Each MUA can implement this idea their own way. But it is important to 
consider the different MUA designs. With Online, like a Web-Mail 
interface, this offers 100% backend UI design controls, single sourced 
and safer for the end-user.  It is easier to explore the integration 
requirements.  With offline/hybrid MUA system needs are more complex 
and the ideas will need to be translated into a RFC5322 meta-headers. 
   Of course, the offline MUA can do the DKIM verification itself.  It 
has always been in interesting idea to see what comes about.  While I 
recall some earlyr 3rd party Add-on attempts, I personally have not 
see too much in this area with MUA vendors themselves.    We won't see 
persistency and consistency here.   Hybrids is what I expect more to 
happen where the backend can add more "meta-data" designed for the 
proprietary hybrid MUA to understand, and its not just for DKIM 
security but a broad range of MUA A/A concepts.

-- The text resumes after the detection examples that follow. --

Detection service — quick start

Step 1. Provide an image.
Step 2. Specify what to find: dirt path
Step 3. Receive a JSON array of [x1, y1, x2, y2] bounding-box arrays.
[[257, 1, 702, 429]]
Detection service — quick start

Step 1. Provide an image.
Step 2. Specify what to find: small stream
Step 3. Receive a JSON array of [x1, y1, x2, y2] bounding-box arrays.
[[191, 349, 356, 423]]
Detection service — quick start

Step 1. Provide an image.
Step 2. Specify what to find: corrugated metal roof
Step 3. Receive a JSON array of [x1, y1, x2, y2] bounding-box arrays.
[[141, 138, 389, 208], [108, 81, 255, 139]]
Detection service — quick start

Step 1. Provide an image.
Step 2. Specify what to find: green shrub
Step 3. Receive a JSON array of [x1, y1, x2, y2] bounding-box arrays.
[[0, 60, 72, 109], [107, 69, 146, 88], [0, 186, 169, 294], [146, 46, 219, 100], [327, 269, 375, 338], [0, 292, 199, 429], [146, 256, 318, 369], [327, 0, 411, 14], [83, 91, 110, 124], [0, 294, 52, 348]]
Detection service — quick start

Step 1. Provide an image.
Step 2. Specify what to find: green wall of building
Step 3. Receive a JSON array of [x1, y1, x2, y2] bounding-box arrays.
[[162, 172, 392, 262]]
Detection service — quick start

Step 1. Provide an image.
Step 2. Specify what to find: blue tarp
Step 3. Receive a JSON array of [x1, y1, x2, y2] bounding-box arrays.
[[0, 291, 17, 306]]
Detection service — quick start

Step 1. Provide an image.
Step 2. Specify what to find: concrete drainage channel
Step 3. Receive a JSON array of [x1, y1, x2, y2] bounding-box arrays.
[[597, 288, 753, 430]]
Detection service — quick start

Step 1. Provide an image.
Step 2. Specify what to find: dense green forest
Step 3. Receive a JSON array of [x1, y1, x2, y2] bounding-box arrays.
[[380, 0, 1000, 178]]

>>> A trust on first use (TOFU) approach would seem to be possible.
>>
>> In practical terms, what does that mean?  Who does what, exactly?
>
> A discrepancy can be enhanced by bold characters, by a pop-up, or by a beep and
> an alert message.  Anything but silently displaying a familiar name which
> actually stands for something else.
>
> A user can then arrange her address book so as to make it clear to the MUA that
> a class of email addresses are equivalent to one another, in order to avoid
> meaningless alerts.

Good ideas for MUA implementations, not sure how we can standardize 
this though. Lots of psychology involved. In fact, with the Red/Blue 
color tagging I've have in Tbird,  I haven't been paying too much 
attention to the RED tags I see
due to DKIM verification failures.  If I see both a red and blue, that 
tells me most likely an original DKIM signature was broken (RED) but 
it was resigned with 2nd list server signature (GREEN).

For Private 1 to 1 communications, I would not expect to see RED here 
because there should be no middle ware interference, but there are 
non-list related indirect scenarios that can cause this.  I wouldn't 
expect it though.

>
>
>>> Does this subject deserve a ticket?
>>
>> Since it has nothing to do with errors or problems with the current spec, I
>> don't see how to justify a ticket.
>
>
> Section 12.4 seems to have some problems.  The first bullet should be reworked,
> because it can be understood as suggesting that in cases like, for example:
>
>      From: "user@example.org via Bug Tracker" <support@example.com>
>
> a _MUA_ should "execute the DMARC mechanism on the domain name found there
> rather than the domain name discovered originally."  That sounds nonsense,
> first, because MUAs should rather base on A-R records added by the MX.

This is what I meant above.  You are proposing a trust concept for the 
MUA on which A-R record to "believe."

The MUA needs trust on the meta-data headers it sees.  In theory, it 
could trust (with higher confidence) the headers added by the user's 
mail hosting provider or the server the user logged into, or basically 
the last processing machine at the hosting provider.

Maybe Murray can comment on this, I don't recall seeing a discussion 
where the A-R verifying.domain was tied to some trusted hosted domain 
we have confidence in.  Can the MX or MDA domains be associated with 
the A-R verifying the domain?

Right now, the only A-R header that can be trusted is the last one 
created by the receiving domain for in-house use, or a Web-mail 
interface or for a hybrid.  For a offline reader, the user will need 
to make that the RFC5322 scripting designs or the advanced MUA can 
offer an option to make that trust association.